3-4] This suggests Milton's acceptance of the idea of pure, unidolatrous worship preserved by the Vaudois from primitive times (see above, introductory note).
5] thy book refers to the books to be consulted at the Judgment (Revelation 20:12).
7-8] The incident is narrated, with an accompanying plate, in the History of the Evangelical Churches in the Valleys of Piedmont (1658), by Sir Samuel Morland, Cromwell's emissary, who may well have given Milton the details on his return.
9] redoubled: re-echoed.
10-14] The reader is expected to remember Tertullian's famous phrase, "The blood of the martyrs is the seed of the Church" and the parable of the sower (Matthew 13:3-9) where the seed that fell on good ground brought forth as much as a hundredfold. Such was to be the blood of these martyrs sown where the Pope (triple tyrant in his mitre with its three crowns) still rules: It was to make converts who, having learned God's truth, would renounce the idolatry of Rome (figured, as Protestants believed, by the Babylon of Revelation 16:19, etc.) and thus escape the woe of God's punishment upon it.

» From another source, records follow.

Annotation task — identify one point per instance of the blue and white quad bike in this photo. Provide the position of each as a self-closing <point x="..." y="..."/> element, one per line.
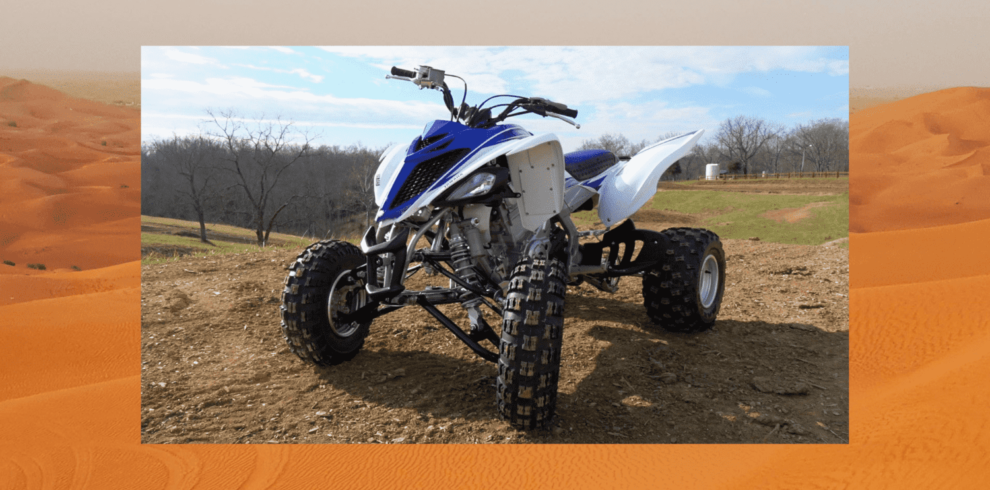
<point x="488" y="205"/>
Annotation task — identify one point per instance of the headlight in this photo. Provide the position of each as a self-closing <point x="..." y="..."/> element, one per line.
<point x="477" y="185"/>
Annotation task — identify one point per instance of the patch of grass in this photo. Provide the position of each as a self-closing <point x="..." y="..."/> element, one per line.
<point x="225" y="239"/>
<point x="787" y="180"/>
<point x="244" y="233"/>
<point x="738" y="215"/>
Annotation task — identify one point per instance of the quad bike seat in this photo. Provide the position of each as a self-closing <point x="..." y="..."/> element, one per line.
<point x="585" y="164"/>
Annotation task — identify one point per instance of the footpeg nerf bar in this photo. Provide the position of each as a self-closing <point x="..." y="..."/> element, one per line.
<point x="625" y="234"/>
<point x="377" y="293"/>
<point x="396" y="246"/>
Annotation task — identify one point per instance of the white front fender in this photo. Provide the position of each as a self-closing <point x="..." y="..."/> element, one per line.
<point x="633" y="185"/>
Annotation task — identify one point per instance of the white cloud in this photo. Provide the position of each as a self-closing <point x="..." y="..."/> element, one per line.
<point x="253" y="96"/>
<point x="184" y="57"/>
<point x="298" y="71"/>
<point x="307" y="75"/>
<point x="576" y="75"/>
<point x="757" y="92"/>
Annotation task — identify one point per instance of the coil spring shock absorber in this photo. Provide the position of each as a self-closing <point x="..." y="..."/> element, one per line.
<point x="460" y="256"/>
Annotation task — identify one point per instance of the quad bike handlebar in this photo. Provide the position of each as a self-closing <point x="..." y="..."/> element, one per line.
<point x="428" y="77"/>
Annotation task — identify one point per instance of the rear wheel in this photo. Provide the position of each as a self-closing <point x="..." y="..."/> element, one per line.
<point x="684" y="292"/>
<point x="322" y="285"/>
<point x="532" y="335"/>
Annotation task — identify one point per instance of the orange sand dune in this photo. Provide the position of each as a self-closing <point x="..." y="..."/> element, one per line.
<point x="919" y="349"/>
<point x="70" y="180"/>
<point x="928" y="254"/>
<point x="921" y="161"/>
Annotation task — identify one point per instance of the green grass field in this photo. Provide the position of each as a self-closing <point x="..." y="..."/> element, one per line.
<point x="739" y="215"/>
<point x="160" y="243"/>
<point x="730" y="214"/>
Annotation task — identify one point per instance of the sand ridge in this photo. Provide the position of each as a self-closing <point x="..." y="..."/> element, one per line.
<point x="922" y="161"/>
<point x="70" y="177"/>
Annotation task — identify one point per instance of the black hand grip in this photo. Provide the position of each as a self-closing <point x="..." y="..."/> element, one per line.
<point x="558" y="108"/>
<point x="399" y="72"/>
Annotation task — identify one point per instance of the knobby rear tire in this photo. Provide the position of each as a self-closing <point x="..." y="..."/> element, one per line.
<point x="674" y="292"/>
<point x="306" y="323"/>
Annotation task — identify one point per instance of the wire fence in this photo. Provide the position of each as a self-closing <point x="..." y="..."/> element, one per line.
<point x="782" y="175"/>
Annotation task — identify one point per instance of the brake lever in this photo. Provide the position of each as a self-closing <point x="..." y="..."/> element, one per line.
<point x="565" y="119"/>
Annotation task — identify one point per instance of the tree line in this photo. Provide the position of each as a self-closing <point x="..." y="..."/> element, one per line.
<point x="266" y="175"/>
<point x="747" y="145"/>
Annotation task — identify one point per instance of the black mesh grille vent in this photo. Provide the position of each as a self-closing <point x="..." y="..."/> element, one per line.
<point x="423" y="143"/>
<point x="426" y="173"/>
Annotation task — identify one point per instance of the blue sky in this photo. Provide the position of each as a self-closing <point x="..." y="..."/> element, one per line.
<point x="340" y="96"/>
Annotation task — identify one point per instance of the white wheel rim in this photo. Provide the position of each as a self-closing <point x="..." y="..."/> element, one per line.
<point x="345" y="300"/>
<point x="708" y="281"/>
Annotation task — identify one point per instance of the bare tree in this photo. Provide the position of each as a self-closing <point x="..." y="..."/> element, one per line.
<point x="191" y="158"/>
<point x="825" y="144"/>
<point x="618" y="144"/>
<point x="673" y="171"/>
<point x="362" y="190"/>
<point x="774" y="150"/>
<point x="741" y="138"/>
<point x="258" y="155"/>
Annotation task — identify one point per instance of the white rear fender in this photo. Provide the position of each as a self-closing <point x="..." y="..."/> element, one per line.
<point x="634" y="184"/>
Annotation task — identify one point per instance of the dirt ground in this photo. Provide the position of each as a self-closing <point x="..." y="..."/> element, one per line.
<point x="774" y="369"/>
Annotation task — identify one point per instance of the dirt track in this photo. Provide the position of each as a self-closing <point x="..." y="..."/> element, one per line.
<point x="774" y="369"/>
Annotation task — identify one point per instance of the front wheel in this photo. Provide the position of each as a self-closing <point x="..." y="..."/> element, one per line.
<point x="322" y="285"/>
<point x="532" y="335"/>
<point x="684" y="292"/>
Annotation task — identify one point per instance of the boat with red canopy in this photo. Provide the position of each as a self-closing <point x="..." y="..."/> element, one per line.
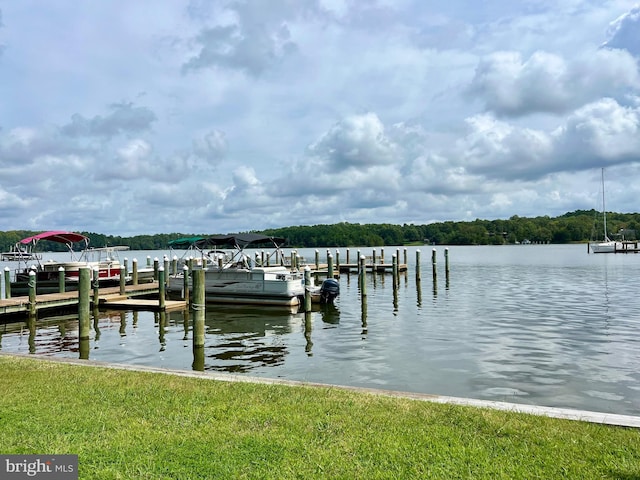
<point x="47" y="272"/>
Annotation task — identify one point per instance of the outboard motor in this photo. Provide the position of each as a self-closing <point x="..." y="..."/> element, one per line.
<point x="329" y="290"/>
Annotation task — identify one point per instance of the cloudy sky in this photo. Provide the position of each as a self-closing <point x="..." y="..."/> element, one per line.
<point x="133" y="117"/>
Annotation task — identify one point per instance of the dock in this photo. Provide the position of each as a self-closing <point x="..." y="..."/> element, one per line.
<point x="109" y="297"/>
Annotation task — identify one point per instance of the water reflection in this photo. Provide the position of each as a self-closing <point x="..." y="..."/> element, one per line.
<point x="552" y="327"/>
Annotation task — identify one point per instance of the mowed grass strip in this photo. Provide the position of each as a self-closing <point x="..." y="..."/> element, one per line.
<point x="140" y="425"/>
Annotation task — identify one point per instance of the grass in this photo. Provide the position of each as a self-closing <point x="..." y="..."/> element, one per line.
<point x="141" y="425"/>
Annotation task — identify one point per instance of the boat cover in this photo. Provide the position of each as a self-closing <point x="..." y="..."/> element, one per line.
<point x="242" y="240"/>
<point x="185" y="242"/>
<point x="56" y="236"/>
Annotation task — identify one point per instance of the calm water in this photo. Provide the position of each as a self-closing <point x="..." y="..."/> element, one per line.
<point x="548" y="325"/>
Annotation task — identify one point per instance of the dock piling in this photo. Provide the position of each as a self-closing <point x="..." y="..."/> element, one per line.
<point x="123" y="279"/>
<point x="7" y="282"/>
<point x="32" y="293"/>
<point x="134" y="274"/>
<point x="185" y="284"/>
<point x="307" y="289"/>
<point x="161" y="288"/>
<point x="84" y="289"/>
<point x="61" y="285"/>
<point x="198" y="312"/>
<point x="96" y="286"/>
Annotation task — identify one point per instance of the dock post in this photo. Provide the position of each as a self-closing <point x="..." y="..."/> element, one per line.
<point x="363" y="276"/>
<point x="161" y="288"/>
<point x="96" y="287"/>
<point x="394" y="269"/>
<point x="433" y="265"/>
<point x="7" y="282"/>
<point x="198" y="309"/>
<point x="32" y="292"/>
<point x="123" y="278"/>
<point x="61" y="285"/>
<point x="185" y="278"/>
<point x="307" y="289"/>
<point x="84" y="289"/>
<point x="446" y="260"/>
<point x="134" y="274"/>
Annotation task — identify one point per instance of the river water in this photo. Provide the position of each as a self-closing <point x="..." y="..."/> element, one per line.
<point x="536" y="324"/>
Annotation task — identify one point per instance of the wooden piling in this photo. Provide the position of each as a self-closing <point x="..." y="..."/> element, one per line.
<point x="198" y="312"/>
<point x="84" y="295"/>
<point x="96" y="286"/>
<point x="32" y="292"/>
<point x="433" y="264"/>
<point x="134" y="274"/>
<point x="394" y="263"/>
<point x="446" y="260"/>
<point x="123" y="279"/>
<point x="61" y="282"/>
<point x="307" y="289"/>
<point x="161" y="288"/>
<point x="363" y="276"/>
<point x="185" y="284"/>
<point x="7" y="282"/>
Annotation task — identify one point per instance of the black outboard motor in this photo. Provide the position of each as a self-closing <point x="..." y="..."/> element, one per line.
<point x="329" y="290"/>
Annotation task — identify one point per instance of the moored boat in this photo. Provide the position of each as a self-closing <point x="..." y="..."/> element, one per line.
<point x="232" y="275"/>
<point x="103" y="260"/>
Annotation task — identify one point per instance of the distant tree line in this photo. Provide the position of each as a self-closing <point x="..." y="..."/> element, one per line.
<point x="573" y="227"/>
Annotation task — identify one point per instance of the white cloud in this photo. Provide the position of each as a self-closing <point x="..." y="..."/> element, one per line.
<point x="232" y="116"/>
<point x="624" y="32"/>
<point x="545" y="82"/>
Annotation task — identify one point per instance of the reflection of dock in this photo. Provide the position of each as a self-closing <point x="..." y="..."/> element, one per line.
<point x="107" y="297"/>
<point x="627" y="246"/>
<point x="377" y="267"/>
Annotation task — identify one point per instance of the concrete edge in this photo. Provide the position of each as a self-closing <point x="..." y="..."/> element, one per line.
<point x="553" y="412"/>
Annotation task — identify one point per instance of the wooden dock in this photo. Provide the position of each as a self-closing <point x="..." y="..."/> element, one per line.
<point x="109" y="297"/>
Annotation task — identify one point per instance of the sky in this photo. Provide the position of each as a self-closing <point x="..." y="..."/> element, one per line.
<point x="142" y="117"/>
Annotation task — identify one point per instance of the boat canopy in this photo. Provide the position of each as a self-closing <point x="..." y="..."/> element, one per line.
<point x="56" y="236"/>
<point x="185" y="242"/>
<point x="241" y="241"/>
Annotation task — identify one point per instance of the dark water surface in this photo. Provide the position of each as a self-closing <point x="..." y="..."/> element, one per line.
<point x="547" y="325"/>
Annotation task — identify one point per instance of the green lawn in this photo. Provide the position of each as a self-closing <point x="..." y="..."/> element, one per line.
<point x="141" y="425"/>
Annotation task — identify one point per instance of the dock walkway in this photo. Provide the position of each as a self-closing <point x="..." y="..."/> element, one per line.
<point x="108" y="297"/>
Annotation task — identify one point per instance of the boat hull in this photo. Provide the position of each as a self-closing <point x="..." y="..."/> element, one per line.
<point x="258" y="286"/>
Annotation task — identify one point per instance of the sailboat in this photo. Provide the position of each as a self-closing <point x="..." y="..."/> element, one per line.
<point x="608" y="245"/>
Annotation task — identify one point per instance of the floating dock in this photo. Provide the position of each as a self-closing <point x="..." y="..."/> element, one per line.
<point x="109" y="297"/>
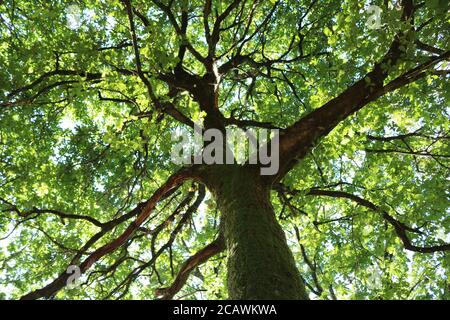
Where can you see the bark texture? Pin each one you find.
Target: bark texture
(260, 263)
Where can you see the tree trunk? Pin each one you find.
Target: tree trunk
(260, 263)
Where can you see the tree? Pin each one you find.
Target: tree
(93, 91)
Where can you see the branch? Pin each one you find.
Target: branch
(144, 212)
(298, 139)
(215, 247)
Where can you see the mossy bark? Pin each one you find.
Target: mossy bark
(260, 263)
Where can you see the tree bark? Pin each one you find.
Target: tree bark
(260, 263)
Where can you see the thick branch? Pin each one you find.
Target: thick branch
(215, 247)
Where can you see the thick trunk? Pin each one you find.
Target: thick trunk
(260, 263)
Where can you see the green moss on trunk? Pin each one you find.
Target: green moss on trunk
(260, 263)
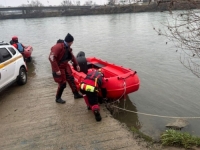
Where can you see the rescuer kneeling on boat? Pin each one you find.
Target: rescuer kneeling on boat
(60, 55)
(90, 88)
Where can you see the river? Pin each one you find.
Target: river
(167, 87)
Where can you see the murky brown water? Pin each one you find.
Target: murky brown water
(167, 88)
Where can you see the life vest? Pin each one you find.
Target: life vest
(20, 47)
(92, 82)
(67, 55)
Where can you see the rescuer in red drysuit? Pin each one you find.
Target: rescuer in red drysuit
(60, 55)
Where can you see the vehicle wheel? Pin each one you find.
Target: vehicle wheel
(22, 78)
(29, 59)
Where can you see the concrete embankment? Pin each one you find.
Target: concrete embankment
(30, 119)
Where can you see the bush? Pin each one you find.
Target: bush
(177, 138)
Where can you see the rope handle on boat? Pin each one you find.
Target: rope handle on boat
(152, 115)
(127, 76)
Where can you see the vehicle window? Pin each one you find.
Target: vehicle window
(12, 50)
(5, 54)
(0, 59)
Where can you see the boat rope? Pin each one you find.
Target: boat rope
(152, 115)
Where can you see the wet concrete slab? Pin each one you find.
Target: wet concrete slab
(30, 119)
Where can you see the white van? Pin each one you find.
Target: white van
(12, 66)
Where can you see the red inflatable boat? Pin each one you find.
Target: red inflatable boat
(27, 53)
(120, 81)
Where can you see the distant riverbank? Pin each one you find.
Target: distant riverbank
(144, 7)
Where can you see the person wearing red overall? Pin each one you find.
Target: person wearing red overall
(19, 46)
(90, 88)
(60, 55)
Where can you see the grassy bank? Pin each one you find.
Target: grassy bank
(170, 138)
(133, 8)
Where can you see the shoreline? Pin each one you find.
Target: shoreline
(101, 10)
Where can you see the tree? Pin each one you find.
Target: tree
(35, 3)
(66, 3)
(183, 30)
(111, 2)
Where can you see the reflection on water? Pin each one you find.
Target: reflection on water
(31, 68)
(129, 118)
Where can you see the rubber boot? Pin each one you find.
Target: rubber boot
(77, 95)
(59, 94)
(96, 109)
(60, 100)
(86, 101)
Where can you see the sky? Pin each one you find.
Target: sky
(44, 2)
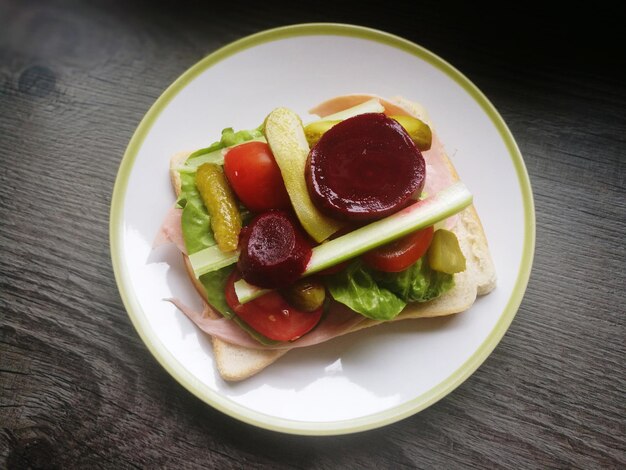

Online text copyright © 2005, Ian Lancashire for the Department of English, University of Toronto.
Published by the Web Development Group, Information Technology Services, University of Toronto Libraries.
Note that in this second example of the Petrarchan sonnet, Milton has changed the rhyme scheme of the second, six line stanza. Now it is CD CD CD instead of cdecde.